Many therapists hesitate too, deciding therapy has little to offer based on the assumption that disability is purely an individual medical condition that isn’t ‘fixable’. Because of this perception, at Spokz People CIC, a disability affirmative therapy service, we regularly receive referrals from those who hesitate to engage with disabled clients.

But this perspective misses a crucial point: disabled people don’t need fixing. What they need is support in navigating a society that frequently excludes them.

Rather than an individual’s impairment being the primary source of distress, much emotional pain stems from early childhood experiences and the way disabled people are treated in a world not designed for them. The psychological impact of living in an exclusionary world where inaccessible spaces, microaggressions, and systemic barriers are common can be overwhelming. Just as racism has a cumulative effect on mental health, so does daily ‘ableism’.

Disability-affirmative therapy provides a space to process these challenges, develop resilience, address internalised oppression, and build a stronger sense of identity in the face of exclusion. It is not about changing the individual, it is about equipping them with the tools to thrive in an environment that frequently works against them.

Therapy can help people with disabilities manage difficult interactions, reframe unavoidable situations, and identify when to advocate for accessibility and when to conserve emotional energy. It can also support them in fostering pride in their identity and connecting with the wider disabled community. Learning how to respond to discrimination, reframing unchangeable circumstances, and strengthening self-advocacy skills can be transformative. Therapy isn’t just about the external world, it’s also about undoing the internalised messages that disabled people absorb, from imposter syndrome to feelings of inadequacy.

Many disabled people still struggle to access suitable therapy, either due to a lack of physically accessible spaces or because they cannot find a therapist who truly understands their experiences. But when therapy is approached through a disability-affirmative lens, it can be profoundly empowering not only for the client but for the therapist as well.

Working with disabled clients offers therapists an opportunity for personal and professional growth, encouraging deeper self-awareness and a greater understanding of the mind-body connection. It challenges the outdated view of disability as merely a medical issue, and instead highlights the social structures that create barriers.

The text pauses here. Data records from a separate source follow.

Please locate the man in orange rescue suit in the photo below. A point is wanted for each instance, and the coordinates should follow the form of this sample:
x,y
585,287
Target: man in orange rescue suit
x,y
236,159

To truly empower disabled people through therapy, therapists must take active steps not just in their approach to therapeutic techniques but ensuring their practice is accessible by providing clear access guides, being flexible with appointment times to accommodate any medical needs, and confronting their fears and unconscious biases about disability.  

When therapists acknowledge the broader picture of exclusion, therapy becomes an experience of empowerment rather than further marginalisation.